For PHP development you still get some good results but it is getting worse because of missing new data. I am already thinking about embedding documentations of newer version e.g. Symfony and building a plugin so ChatGPT can ask it before it answers…
On the other hand when people complain about “hallucinations” I think that’s something that at least in programming is needed. Sometimes there is no library for something and you can barely find informations about it on the web either, but still ChatGPt hallucinates something for you that in most cases doesn’t need much work afterwards.
I even like that it hallucinates comments to your code haha…
Therefore, I unsubscribed. I subscribed to Plus very early on, because ChatGPT was very good at writing code. However, now it is clear, whether it is 3.5 or 4, they basically cannot complete the task of writing code.

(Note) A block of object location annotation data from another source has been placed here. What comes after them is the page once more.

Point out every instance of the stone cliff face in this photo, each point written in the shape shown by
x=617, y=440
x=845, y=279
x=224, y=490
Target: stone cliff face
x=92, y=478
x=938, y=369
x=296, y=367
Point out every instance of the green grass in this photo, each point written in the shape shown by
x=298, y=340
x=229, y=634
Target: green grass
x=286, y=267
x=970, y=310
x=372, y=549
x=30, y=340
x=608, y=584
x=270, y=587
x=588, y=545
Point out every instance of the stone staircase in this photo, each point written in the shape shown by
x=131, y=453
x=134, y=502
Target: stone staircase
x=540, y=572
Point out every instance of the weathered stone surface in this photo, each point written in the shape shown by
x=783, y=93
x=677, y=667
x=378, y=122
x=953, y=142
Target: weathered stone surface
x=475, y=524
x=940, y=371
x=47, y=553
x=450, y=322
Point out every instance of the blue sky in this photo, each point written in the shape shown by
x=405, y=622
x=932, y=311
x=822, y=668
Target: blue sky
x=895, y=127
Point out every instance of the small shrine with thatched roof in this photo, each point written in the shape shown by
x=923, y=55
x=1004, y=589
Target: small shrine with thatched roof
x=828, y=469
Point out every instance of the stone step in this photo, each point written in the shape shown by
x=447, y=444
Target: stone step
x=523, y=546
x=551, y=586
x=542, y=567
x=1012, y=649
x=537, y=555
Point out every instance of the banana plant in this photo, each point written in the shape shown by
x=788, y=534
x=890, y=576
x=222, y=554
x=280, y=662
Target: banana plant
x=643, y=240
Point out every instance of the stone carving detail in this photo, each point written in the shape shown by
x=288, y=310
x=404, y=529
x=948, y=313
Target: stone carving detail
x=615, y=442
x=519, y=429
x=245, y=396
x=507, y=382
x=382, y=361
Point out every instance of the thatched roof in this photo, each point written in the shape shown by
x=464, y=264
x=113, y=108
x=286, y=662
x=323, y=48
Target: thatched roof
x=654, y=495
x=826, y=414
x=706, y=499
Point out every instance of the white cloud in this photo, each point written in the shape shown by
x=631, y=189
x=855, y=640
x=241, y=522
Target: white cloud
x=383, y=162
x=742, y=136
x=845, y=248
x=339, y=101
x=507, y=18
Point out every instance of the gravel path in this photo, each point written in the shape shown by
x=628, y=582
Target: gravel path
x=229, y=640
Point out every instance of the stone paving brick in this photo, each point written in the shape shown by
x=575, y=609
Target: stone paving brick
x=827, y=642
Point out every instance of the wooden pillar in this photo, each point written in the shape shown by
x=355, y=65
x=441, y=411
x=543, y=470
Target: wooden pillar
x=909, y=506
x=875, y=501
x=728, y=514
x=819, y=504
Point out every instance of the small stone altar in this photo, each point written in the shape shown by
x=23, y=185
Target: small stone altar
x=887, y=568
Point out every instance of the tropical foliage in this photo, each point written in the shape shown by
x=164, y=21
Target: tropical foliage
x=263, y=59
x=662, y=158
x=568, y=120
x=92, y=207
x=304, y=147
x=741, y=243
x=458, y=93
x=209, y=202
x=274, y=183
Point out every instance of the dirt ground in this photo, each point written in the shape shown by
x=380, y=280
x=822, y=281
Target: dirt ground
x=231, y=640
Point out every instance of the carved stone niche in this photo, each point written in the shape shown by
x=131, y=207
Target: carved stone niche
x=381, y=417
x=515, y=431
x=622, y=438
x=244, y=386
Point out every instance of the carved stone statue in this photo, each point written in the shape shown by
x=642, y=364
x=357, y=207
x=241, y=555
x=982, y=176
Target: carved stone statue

I can assure you they can. But you have to learn how. And there are some limitations, but on a level that is way over normal application development.
Agreed. My entire Roguelike project was written with GPT-4 help… You have to know how/what to ask and give it enough info… and know enough not to be lead down bad paths… It increases my productivity as much if not more as using it for content writing (fiction)…
Writing stories and creating code are more or less the same activities.
That’s why solving the novel creation will also solve autocreation of whole applications.
*without the need for human interaction
I just posted this: OpenAI Doesn't Need StackOverflow or Reddit
It got me to thinking about the subject of this thread.
One thing we can all do is use the thumbs up/down icons to let OpenAI know when the models responses are good, and when they are terrible. I’ll admit I’ve not done this enough, but I’m going to start being a lot more diligent at it. Hopefully, over time, if enough of us start doing this we will see some improvements.
I subscribed to chatGPT back in March, because GPT4 was so good at writing code, now I have exactly the same complains as the rest of you, it doesn’t feel like GPT4 from March, it feels like GPT3.6
Even worse, the model can’t do simple things now, if I ask it to provide me a list of 10 things, it provides me a list of 3 things, and starts rambling about character limit! I don’t mind clicking continue button, I do mind a bot that refuses to do what I ask it to do.
Yesterday I created a simple prompt to extract data from a PDF and generate the result in json format, gpt-3.5-turbo returned the correct data. Today I tried the gpt-3.5-turbo-16k and it returned saying that was unable to extract the data. Now a few hours latter the gpt-3.5-turbo is giving the same result as of 16k, it is not able to extract the data.
Everything is the same, I just changed the model name.
I honestly think they just messed with the model parameters on chatgpt. Something like including a note to be concise in the system prompt and reducing the de facto token limit in the chat and max completion rate. It would seem to fall in line with what most people are complaining about.
But like, I really would like to see a side by side comparison at least one where the results seem worse. I’ve been doing my best to compare old prompts to the current responses on chatgpt and I just have not noticed anything.